Ciclo a ciclo, evaluación a evaluación, iba dejando de ser persona humana para convertirse en un punto de referencia. Su utilidad principal era de orientación topográfica: a la derecha del gordinflas, justo detrás del gordo, el tercero a partir del paquebote…

Se volvió medieval perdido. Creía a pies juntillas en la separación del alma y el cuerpo.
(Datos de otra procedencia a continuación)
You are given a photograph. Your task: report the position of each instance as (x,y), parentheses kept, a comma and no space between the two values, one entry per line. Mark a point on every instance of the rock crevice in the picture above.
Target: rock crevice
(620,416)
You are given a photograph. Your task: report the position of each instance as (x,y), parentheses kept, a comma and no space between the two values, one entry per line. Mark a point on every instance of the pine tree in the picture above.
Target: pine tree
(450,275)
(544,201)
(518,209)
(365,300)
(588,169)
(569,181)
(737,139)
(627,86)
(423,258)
Sobre todo, en su caso particular.

Su alma invisible era él, Antonio Maroto Martínez, pero ese cuerpo (¡por suerte perecedero, macho!) no le pertenecía; era el de Toni-Pótamo, como le llamaban en el colegio. Tenía que tratarse de una equivocación, algún malentendido, porque ni siquiera se parecían. La cara era lo único: se encontraba a salvo en la peluquería, envuelto en la sábana blanca de cuello para abajo. ¿Por qué no seguían llevando togas, como los romanos, en lugar de los pantalones grises que nunca le quedaban bien? Cada vez que se miraba en fotos, experimentaba la misma sensación que al escuchar su voz grabada: ¿Ése soy yo? ¿Seguro? ¡Pues no me reconozco! ¡No me da la gana! Una cosa era él, Toni Maroto, visto desde dentro, y otra cosa muy distinta era lo que veían los demás desde fuera: Toni-Pótamo, el gordo que salía en las fotos, el que se reflejaba en los espejos de los probadores y en las dos lunas del armario de sus padres. Su cuerpo era la parte de sí mismo que pertenecía a los demás; lo que él no podía ver desde fuera. Eran ellos, por lo tanto, era la mirada de los otros la que había construido ese cuerpo con tantos kilos de sobra. ¡Ay, si su alma hubiera podido arrancarse de un golpe la careta! Pero la infeliz vivía aherrojada en ese cuerpo-calabozo, capturada en carne-mazmorra, cargada de cadenas de michelines, condenada por los otros, por todos los demás, sin derecho a ser oída y sin posibilidad de indulto.